From this theorem the authors extract an equational theory E that completely characterises type isomorphisms in L. E contains the familiar laws for functions (A → B) ≅ (C → D) iff A ≅ C and B ≅ D, the commutativity and associativity of sums, and a set of novel rules involving references:
- ref (A → B) ≅ (ref A) → (ref B)
- (A × ref B) ≅ ref (A × B) (when A is a value type)
- ref A ≅ ref B iff A ≅ B
These equations demonstrate that mutable cells can be moved across function boundaries without changing the observable behaviour, a phenomenon absent in pure functional languages. The authors also prove that the above rules are sound and complete with respect to the game model: any two types that are provably isomorphic in E have isomorphic arenas, and conversely any arena isomorphism yields a derivation in E.
The second major part of the paper investigates infinitely branching arenas, which arise when the language is extended with a natural‑number type Nat. Laurent’s conjecture fails in this setting. By constructing a variant L′ that includes Nat, the authors exhibit a non‑trivial isomorphism Nat ≅ Nat → Nat. The intuition is that an arena with infinitely many initial moves (the natural numbers) can be “folded” into a function arena that repeatedly queries the same infinite choice. This shows that infinite duplication and infinite choice give rise to new isomorphisms that cannot be captured by the finite‑branching forest‑isomorphism theorem.

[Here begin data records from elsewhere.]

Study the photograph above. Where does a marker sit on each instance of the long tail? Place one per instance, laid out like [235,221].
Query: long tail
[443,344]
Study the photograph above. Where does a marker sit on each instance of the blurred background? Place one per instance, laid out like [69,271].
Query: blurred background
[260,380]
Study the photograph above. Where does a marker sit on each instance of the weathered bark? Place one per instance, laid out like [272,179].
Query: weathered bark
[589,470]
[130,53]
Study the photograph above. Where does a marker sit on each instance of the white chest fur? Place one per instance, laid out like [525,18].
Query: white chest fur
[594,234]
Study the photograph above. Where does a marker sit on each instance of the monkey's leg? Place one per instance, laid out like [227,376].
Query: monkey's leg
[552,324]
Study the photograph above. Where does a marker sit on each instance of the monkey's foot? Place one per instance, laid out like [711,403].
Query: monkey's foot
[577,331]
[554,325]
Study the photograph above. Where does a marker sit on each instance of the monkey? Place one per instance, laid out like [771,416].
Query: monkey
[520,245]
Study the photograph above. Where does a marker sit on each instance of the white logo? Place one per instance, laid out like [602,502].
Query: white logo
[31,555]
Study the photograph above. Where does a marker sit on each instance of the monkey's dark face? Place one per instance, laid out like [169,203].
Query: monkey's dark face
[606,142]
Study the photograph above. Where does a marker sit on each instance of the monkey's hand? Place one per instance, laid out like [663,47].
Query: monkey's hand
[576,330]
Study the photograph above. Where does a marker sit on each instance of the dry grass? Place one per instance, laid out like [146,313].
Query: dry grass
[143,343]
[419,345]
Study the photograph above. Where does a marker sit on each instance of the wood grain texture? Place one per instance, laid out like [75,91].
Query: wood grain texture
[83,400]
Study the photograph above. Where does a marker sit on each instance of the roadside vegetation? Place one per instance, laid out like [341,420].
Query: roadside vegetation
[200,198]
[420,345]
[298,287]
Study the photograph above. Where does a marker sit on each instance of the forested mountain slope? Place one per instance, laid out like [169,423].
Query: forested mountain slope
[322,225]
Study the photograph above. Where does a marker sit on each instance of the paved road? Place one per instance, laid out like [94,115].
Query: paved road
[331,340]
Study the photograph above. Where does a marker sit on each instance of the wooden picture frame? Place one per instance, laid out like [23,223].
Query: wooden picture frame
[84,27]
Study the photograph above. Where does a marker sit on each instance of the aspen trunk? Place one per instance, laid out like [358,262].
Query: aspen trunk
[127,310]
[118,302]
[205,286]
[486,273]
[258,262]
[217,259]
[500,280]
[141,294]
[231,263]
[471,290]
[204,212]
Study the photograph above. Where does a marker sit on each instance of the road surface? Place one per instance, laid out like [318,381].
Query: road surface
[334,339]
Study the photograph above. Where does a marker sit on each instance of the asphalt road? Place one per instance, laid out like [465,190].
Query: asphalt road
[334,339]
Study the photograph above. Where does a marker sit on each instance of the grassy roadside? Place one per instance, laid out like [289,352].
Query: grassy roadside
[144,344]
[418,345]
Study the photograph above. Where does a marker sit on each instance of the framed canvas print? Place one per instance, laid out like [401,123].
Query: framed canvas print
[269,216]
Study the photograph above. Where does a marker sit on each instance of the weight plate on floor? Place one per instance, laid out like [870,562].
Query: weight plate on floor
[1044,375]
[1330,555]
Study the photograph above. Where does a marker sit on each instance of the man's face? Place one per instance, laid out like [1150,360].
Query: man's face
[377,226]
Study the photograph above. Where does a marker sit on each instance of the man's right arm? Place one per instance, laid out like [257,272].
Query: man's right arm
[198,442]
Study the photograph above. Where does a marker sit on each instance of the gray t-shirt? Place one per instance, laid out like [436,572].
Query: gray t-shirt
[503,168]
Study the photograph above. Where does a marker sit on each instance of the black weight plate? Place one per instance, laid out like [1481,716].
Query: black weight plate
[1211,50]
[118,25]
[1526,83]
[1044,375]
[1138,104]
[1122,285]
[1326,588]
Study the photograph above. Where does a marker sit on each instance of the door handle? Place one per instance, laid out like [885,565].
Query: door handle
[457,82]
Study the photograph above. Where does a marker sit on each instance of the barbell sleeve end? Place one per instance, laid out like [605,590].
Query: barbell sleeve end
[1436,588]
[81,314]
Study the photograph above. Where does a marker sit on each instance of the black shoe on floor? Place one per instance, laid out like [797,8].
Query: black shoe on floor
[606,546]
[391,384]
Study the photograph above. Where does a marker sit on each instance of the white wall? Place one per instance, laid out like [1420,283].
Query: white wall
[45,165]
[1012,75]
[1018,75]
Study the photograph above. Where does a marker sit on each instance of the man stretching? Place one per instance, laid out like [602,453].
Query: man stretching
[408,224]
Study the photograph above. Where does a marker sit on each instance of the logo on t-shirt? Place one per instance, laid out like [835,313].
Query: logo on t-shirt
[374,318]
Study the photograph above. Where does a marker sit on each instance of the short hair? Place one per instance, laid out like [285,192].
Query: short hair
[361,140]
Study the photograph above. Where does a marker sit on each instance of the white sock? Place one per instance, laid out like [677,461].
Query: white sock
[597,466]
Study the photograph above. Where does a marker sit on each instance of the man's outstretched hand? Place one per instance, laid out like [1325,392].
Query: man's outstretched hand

The paper concludes with a discussion of implications. For language designers, the equational theory provides a solid basis for optimisation passes that rewrite programs using type isomorphisms, even in the presence of mutable state. For theorists, the separation between finite and infinite branching highlights a boundary where decidability of isomorphism may break down. Finally, the work showcases the power of game semantics as a fully abstract bridge between operational language features and categorical notions of type equivalence, and points to future extensions involving concurrency, exceptions, or richer effect systems, as well as the development of automated tools for checking type isomorphisms in realistic languages.